L’espace en quête de responsabilité
Article paru dans le journal Le Temps, en novembre 2021.
Peut-on concilier exploration spatiale et enjeux de développement durable ? A l’heure où nous entrons dans une nouvelle ère spatiale et où le nombre de lancements s’accélère, la question peut légitiment se poser. Le développement de technologies disruptives et l’émergence de nouveaux acteurs privés sont porteurs de promesses pour la vie sur Terre. Le basculement des activités spatiales publiques dans la sphère privée – l’espace 2.0 – est une révolution, portée par des acteurs qui intègrent les enjeux de développement durable, parmi lesquels la réutilisation des lanceurs de fusées et l’utilisation d’énergies plus propres, à l’image des sociétés spatiales qui développent des moteurs utilisant l’hydrogène ou encore le méthane.
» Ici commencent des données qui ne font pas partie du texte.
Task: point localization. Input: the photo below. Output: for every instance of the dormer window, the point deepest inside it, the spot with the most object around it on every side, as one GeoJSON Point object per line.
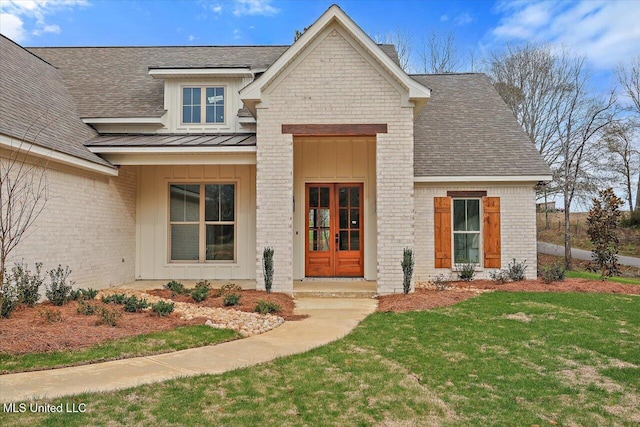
{"type": "Point", "coordinates": [200, 103]}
Être pionnier implique souvent de grandes responsabilités. Nombreux sont les entrepreneurs de l’espace 2.0 qui développent des nouvelles technologies contribuant à une industrie spatiale durable. Ces acteurs favorisent par exemple le développement d’énergies propres ou déploient des politiques de gestion des débris dans l’espace, un enjeu majeur.
C’est le cas par exemple de la start-up incubée par l’EPFL, ClearSpace, qui a conçu des techniques de désorbitation de débris spatiaux, afin de nettoyer l’orbite basse de satellites hors d’usage, qui multiplient les risques de collisions. Les ingénieurs de cette jeune pousse suisse ont notamment conçu le premier satellite «camion-poubelle de l’espace», qui harponnera les débris pour les désorbiter, avec une première mission, ClearSpace-1, prévue en 2025.
Afin de limiter l’impact de l’espace 2.0 sur l’environnement, l’entreprise américaine Redwire a quant à elle élaboré un recycleur de plastique conçu pour fonctionner à bord de stations spatiales. Ce composant permet de transformer les matières premières plastiques en filaments d’impression 3D, utilisables par les imprimantes en orbite. Ces modules à la pointe de la technologie spatiale ont pour objectif de maîtriser la consommation d’énergie des missions en orbite grâce à une autonomie qui réduit les approvisionnements par fusées depuis la Terre. Autant d’exemples qui assurent des perspectives durables à l’écosystème spatial et dont l’importance grandira encore avec la construction, en cours, de stations spatiales privées, qui, nous en sommes convaincus, seront à l’origine de nouvelles disruptions. Aujourd’hui, nous ne pourrions envisager de météorologie, d’agriculture de précision ou d’optimisation des routes sans la donnée spatiale, l’or noir du XXIe siècle. Obtenues grâce aux satellites organisés en constellation en orbite basse, ces données assurent une meilleure couverture de la Terre, contribuant notamment à résorber la fracture numérique.
L’imagerie satellite permet par exemple de surveiller l’évolution de la biodiversité ou encore des nappes phréatiques, vecteurs essentiels de la lutte contre le réchauffement climatique: 26 des 50 indicateurs du changement climatique définis par l’ONU sont ainsi fournis par les données satellites.
Maxar, qui a développé une constellation de satellites d’observation, notamment en orbite géostationnaire, analyse par exemple la qualité et la répartition des espaces verts sur les territoires pour optimiser la thermorégulation. Spire, une des sociétés les plus avancées dans l’observation terrestre, analyse quant à elle la météo depuis l’espace pour optimiser l’implantation et le rendement d’infrastructures d’énergies renouvelables.
Les 200 nanosatellites de Planet en orbite basse prennent chaque jour environ 3 millions de clichés. L’entreprise les vend souvent accompagnés de logiciels d’analyse et de services à des entreprises de cartographie, des sociétés agricoles ou des ONG pour surveiller la déforestation ou le dérèglement climatique. Bien des secteurs et bien des entreprises sur Terre bénéficient déjà de la donnée et des technologies spatiales, et de nouveaux clients émergent, tels que les sociétés d’assurance ou du secteur de l’énergie.
La société d’assurance digitale Lemonade utilise ainsi les données spatiales issues de l’observation des aléas climatiques pour anticiper en temps réel les risques qui pourraient menacer ses assurés. Des entreprises dans l’énergie utilisent quant à elles des images spatiales pour détecter par exemple des fuites dans leurs pipelines.
L’écosystème spatial est florissant et les opportunités qu’il offre sont stratosphériques. Pesant aujourd’hui 400 milliards de dollars selon PwC, il pourrait atteindre 2700 milliards d’ici à 2045 d’après Bank of America Meryl Linch. Nous pourrons pleinement bénéficier de cette révolution, sans faire l’impasse sur les enjeux environnementaux et sociaux. L’espace 2.0 pourrait bien contribuer à relever d’immenses défis et, nous en sommes convaincus, à améliorer durablement les conditions de vie sur Terre.